Chapter 10 discusses the phase of Consolidation, also an often neglected step. It’s about embedding the Emerging Culture into the day to day work. It’s about consolidating gains and making them visible. Consolidating gains often involves people working toward a goal beyond just revenue and profit growth. WHich is why McHale insists a lot on Measuring results. Too often, Culture is not measured in terms of impacts. But McHale presents us with some great ideas on how to link specific metrics with the type of Culture we want to achieve.
Leaders can think of culture not as the “soft,” relational stuff that resists measurement but as a business dimension that can (and should) be quantified.Siobhan McHale, The Insider’s Guide to Culture Change, page 165
This part is also insightful as it is about building a constant change capability within the organisation. Which becomes a dual focus effort. Change Leaders, according to McHale, should Think like a strategist AND act as a tactician; Lead AND follow; Display high IQ AND EQ; Persevere AND adapt; Analyse data AND rely on intuition; Take life seriously AND have fun; Teach AND learn. Dualism is an aspect that is key in today’s world.
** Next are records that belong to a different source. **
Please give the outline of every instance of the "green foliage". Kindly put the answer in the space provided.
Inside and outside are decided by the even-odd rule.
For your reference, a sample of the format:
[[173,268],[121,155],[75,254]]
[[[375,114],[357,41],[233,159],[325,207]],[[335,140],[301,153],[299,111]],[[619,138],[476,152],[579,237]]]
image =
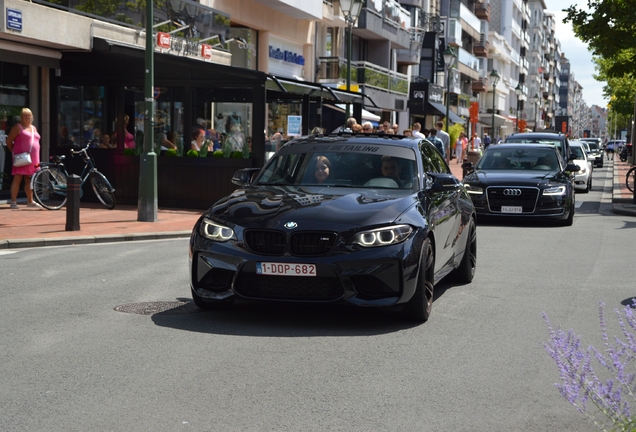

A Culture Change journey is a journey of continuous resilience. It’s not an easy task, and McHale is capable through her book to make the point through a holistic yet straightforward process.
Culture change is not for the faint-hearted and the journey is full of unexpected twists and turns. Those who prevail possess resilience: They have the ability to bounce back from the setbacks, that they invariably encounter along the way.Siobhan McHale, The Insider’s Guide to Culture Change, page 186
She shows how Leadership is critical, and how much the competencies we have seen for success, are critical to achieving change. She also implicitly acknowledges that we need a specific type of Leader for this, able to see the big picture and able to improvise. Creating a sense of Purpose is also vital for success.
The only regrettable aspect of this book is that it somehow fails to create a connection with scientific research on the topic. There are many implicit references derived from experience, but it would have been great to further support this excellent work with some more focused bibliographic research.
All in all, a genuinely actionable tool for the Leader that wants to engage in a Culture Change process, as well as for any practitioner that wants to undertake the journey of supporting a transformation process, making sure all aspects are correctly managed from start to end.
And you? How did you find this book?